Welcome to 2009! This is going to be an interesting year for sure.  I was inspired to write this blog after reading Archie McLean's article in the Journal today called, "Constituents can interact directly with PC MLAs through new website".  It was a great interview with many different people, which focused on the new websites set to be launched next week called Mypcmla.ca, and focused on the New Web.  There were a lot of good quotes from a lot of good folks, but one line in particular stood out to me.

The very last line of the article said it all.  With my apologies to Archie for not asking permission, given the short notice, it read: With technology changing so quickly, Wason said the site's launch is just the beginning of its evolution. "Even I don't know where this is going to go."  Very telling quote indeed.  Now, Archie McLean is one of the media's new media gurus.  You can read Archie's full column in Thursday's Journal, and you can hear his podcasts on the Journal website, or you can go to iTunes and subscribe to 'lej out loud', as I do.  Troy Wason has made his living, or personally I think a life, as a social media guru.
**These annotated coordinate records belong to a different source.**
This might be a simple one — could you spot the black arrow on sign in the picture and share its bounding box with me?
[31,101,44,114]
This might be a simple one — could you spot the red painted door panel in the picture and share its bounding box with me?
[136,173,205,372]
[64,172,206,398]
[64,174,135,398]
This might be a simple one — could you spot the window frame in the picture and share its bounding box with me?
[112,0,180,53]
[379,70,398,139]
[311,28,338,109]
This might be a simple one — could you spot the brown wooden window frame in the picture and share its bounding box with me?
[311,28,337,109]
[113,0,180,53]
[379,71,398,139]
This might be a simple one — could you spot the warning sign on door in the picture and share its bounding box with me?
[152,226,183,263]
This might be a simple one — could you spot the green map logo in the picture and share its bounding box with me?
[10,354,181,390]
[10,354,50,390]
Archie pointed out that technology is evolving and Troy said, "Even I don't know where this is going to go."   

Seven years ago, when I was first elected an MLA, I knew I needed and wanted a website to help with getting out information on what I was doing.  That was it.  I wanted to post 'stuff' to the internet for people to see.  Since that very first website in my very first campaign I can admit that I am on my third officially re-engineered and re-developed website.  My first website was really good and I got a lot of compliments about it.  But the Web has evolved so quickly over the last 7 years that I went from Web 1.0 (posting information) to the newest site that you are on right now, which is approaching a Web 2.0 phase of its evolution.

I admit that I don't have a full blog on this site yet, where people can post comments directly to my posting, but I will get there.  This site really fully launched only 5 months ago and already I, and the great people at Vital Effect Web design in Camrose, are working on the full blogging capabilities, RSS feeds, and podcasts.  Talk about evolution.  THAT is the point to evolution.  It changes quickly and no one knows where it will go, or what exactly will be successful.  Evolution, whether that of the species or that of technology, is not linear.  It is a composition of millions of small changes that occur, a few surviving and growing, and then millions of small changes happening again, with only a few surviving and growing, and then again it happens.
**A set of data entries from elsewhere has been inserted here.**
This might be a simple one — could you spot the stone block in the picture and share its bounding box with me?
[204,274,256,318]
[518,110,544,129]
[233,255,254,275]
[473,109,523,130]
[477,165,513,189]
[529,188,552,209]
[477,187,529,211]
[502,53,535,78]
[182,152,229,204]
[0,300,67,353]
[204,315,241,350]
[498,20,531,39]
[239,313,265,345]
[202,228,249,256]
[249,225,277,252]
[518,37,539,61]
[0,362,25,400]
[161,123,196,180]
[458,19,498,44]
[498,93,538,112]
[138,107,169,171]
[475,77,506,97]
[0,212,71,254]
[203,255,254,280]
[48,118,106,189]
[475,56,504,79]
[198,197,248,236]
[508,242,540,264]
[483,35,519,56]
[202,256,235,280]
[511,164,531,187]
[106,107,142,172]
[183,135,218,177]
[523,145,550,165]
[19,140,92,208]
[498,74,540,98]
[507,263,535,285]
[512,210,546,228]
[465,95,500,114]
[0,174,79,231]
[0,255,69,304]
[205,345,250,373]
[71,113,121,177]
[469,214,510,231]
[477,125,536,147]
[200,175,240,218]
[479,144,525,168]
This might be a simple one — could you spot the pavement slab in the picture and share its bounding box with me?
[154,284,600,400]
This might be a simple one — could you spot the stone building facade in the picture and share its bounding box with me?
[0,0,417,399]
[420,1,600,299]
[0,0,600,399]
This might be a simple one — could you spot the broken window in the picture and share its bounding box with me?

Remember Beta and VHS?  Only VHS survived (it was the marketing only because Beta was really better quality), but soon it was replaced by DVD's, which have been replaced by BlueRay, which itself is already almost obsolete because you can now order equal quality movies online as soon as they come out and store them on a hard drive which can feed right into your TV.  Now the evolution is already occurring on the types of sites and mediums for ordering and keeping movies on hard drive.  The evolution is exponential. Archie couldn't have said it more simply or more perfectly.  Evolution.

If you asked me what my website will look like in three years . . . I really couldn't tell you.  Smarter men and women than I, have made some great forecasts but even they admit that they can't be sure (right, Ken?).  Perhaps three years from now the websites will all be designed for handheld communications devices and laptop computers will become as obsolescent as desktops are now.  Or perhaps no one will 'read' the internet anymore, but listen to it.  Perhaps all websites will be full interactive and the Web 1.0's will wonder why they get no traffic.  Perhaps that is a decade out, but who knows?  The evolution is growing exponentially.  Just think where we came from 7 years ago; stagnant 'information only' websites to . . . well, Web 2.0. 
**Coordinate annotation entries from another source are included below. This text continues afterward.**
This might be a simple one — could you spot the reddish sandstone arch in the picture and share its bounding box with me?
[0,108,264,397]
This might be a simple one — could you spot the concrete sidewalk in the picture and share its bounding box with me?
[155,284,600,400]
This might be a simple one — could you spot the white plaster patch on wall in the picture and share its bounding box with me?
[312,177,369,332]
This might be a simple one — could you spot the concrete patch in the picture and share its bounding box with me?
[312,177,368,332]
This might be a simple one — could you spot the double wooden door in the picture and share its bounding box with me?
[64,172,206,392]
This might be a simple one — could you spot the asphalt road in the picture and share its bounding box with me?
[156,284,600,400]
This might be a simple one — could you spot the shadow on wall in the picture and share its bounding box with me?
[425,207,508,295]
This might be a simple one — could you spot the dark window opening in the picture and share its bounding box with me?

This, I can say . . . if you told me 7 years ago that I would be using this newly designed website that I am already upgrading 5 months after its release, and that I would also be using Facebook, Twitter, Revver, Youtube, Google Video, Yahoo Video, MySpace, Flickr for pictures, LinkedIn, and now, just new tonight, Digg.com, and that I would have videos and blogs and podcasts all posted for the world to see, I  would have said . . . well, I would have said, "huh?".  Actually, if you asked me three years ago, when I first forayed into Facebook, I would have still said, "huh". 

What the future will bring will be fun and exciting.  Some new communication tools will die on the vine, and some will bear fruit, and still others will take over the garden.  All I can say is that Archie is right on.  Technology is quickly evolving, meaning that the pace is accelerating and that it is just like evolution, not linear, but multi-dimensional with some great winners and some tragic losers.  And Troy is also right, and humble, when he says, "even I don't know where this is going to go."  Show me who does for sure and I will show you the next creator of the next great social medium, and the world's next billionaire.  All that you can bet on for sure is this: social media is here to stay, it will change the way EVERYTHING is done, and those who don't get in (it's never too late to get in so long as you don't give up) will surely go the way of the Dodo (read: extinct).